D’après le roman Oh Boy de Marie-Aude Murail Ed. L’école des loisirs (2000) – le résumé ci-avant est la quatrième de couverture du livre.
France, 2008, 1h30
Téléfilm sentimental français de Thierry Binisti
Avec Flannan Obé (Barthélémy Morlevent), Elisabeth Vitali (Josiane), Alex Descas (Le juge Mauvoisin), Milan Argaud (Siméon), Morgane (Louise Héritier), Nova-Louna Castano (Venise).

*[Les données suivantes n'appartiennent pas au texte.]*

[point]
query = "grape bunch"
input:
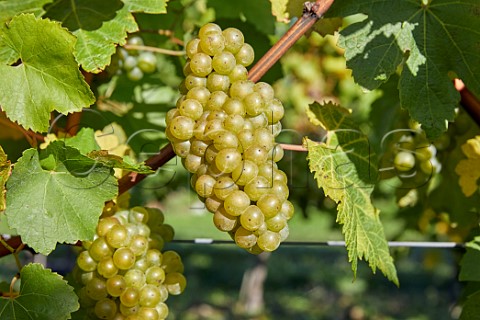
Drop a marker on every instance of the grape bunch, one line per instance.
(123, 272)
(135, 63)
(224, 128)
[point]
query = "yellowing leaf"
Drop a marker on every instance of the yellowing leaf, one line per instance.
(469, 169)
(46, 78)
(345, 168)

Si je connaissais le livre de Marie-Aude Murail pour l’avoir vu à de nombreuses reprises sur les étals des librairies et bibliothèques, je n’avais jamais pris la peine de lire la quatrième de couverture, alors même que j’adorais l’édition L’école des loisirs. Sûrement l’image de poupées qui m’en dissuadait. Et voilà que le best-seller est adapté pour le petit écran, sous le titre : “On choisit pas ses parents”.

Parce qu’il met en scène un homosexuel, Barthélémy, la pédéblogosphère s’est agitée pour savoir si oui ou non le téléfilm serait trop caricatural ou répondrait parfaitement à la fois aux attentes et à la réalité, si l’acteur jouerait juste ou en ferait trop. Vaste affaire.

J’ai trouvé pour ma part que ce téléfilm insistait de façon un peut trop caricaturale sur la différence entre d’un côté la  méchante belle-soeur hétéro mais revêche que les enfants détestent, et le gentil homo un peu irresponsable mais adoré. Mais en fait, la réaction des enfants peut se comprendre compte tenu du comportement de la belle-sœur au début du film (que j’avais loupé).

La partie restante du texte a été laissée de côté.